La Norvège. Un pays réputé pour sa transparence, son fonctionnement démocratique, et pourtant… un piège absolu pour quiconque pense pouvoir gérer sa propre société comme bon lui semble. Si vous êtes entrepreneur ou actionnaire unique d’une AS (Aksjeselskap), vous devez comprendre une chose : vous n’êtes pas le propriétaire de vos actifs sociaux. Pas vraiment. Pas selon l’État norvégien.

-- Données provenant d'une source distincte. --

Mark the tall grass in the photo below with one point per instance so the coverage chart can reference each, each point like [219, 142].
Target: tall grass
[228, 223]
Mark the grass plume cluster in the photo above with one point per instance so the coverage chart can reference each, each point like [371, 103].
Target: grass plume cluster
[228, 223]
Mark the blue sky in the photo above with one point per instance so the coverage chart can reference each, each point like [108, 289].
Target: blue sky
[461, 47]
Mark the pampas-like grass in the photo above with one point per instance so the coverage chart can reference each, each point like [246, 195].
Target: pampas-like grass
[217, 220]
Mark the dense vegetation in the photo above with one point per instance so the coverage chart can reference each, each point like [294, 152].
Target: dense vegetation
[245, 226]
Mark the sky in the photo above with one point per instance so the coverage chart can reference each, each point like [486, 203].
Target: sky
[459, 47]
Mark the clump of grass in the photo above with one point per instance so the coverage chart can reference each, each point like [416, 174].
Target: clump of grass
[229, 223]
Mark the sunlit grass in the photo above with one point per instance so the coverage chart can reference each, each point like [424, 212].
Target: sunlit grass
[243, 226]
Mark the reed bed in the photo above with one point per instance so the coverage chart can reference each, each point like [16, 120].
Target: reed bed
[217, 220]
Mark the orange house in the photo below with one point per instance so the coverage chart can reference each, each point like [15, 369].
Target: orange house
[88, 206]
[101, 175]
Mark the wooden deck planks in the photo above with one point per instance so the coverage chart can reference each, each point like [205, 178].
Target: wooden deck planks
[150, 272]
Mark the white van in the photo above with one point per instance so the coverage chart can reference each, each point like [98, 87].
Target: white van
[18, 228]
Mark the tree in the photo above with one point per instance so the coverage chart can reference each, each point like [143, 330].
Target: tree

Je vais être direct. En Norvège, l’utilisation abusive des actifs d’une société n’est pas qu’une simple infraction administrative ou fiscale. C’est un crime pénal, passible d’amendes ou de prison. Et je ne parle pas seulement de détournement de fonds massif. Non. Même si vous êtes l’unique actionnaire, même si personne d’autre n’est lésé, vous pouvez être poursuivi pour avoir utilisé l’argent de « votre » entreprise.

Le cadre juridique : pourquoi la Norvège criminalise l’usage des biens de votre propre société

Commençons par le fondement légal. Deux textes principaux encadrent cette question :

  • La loi sur les sociétés à responsabilité limitée (Aksjeloven), Section 19-1 : cette disposition criminalise explicitement les distributions illégales d’actifs.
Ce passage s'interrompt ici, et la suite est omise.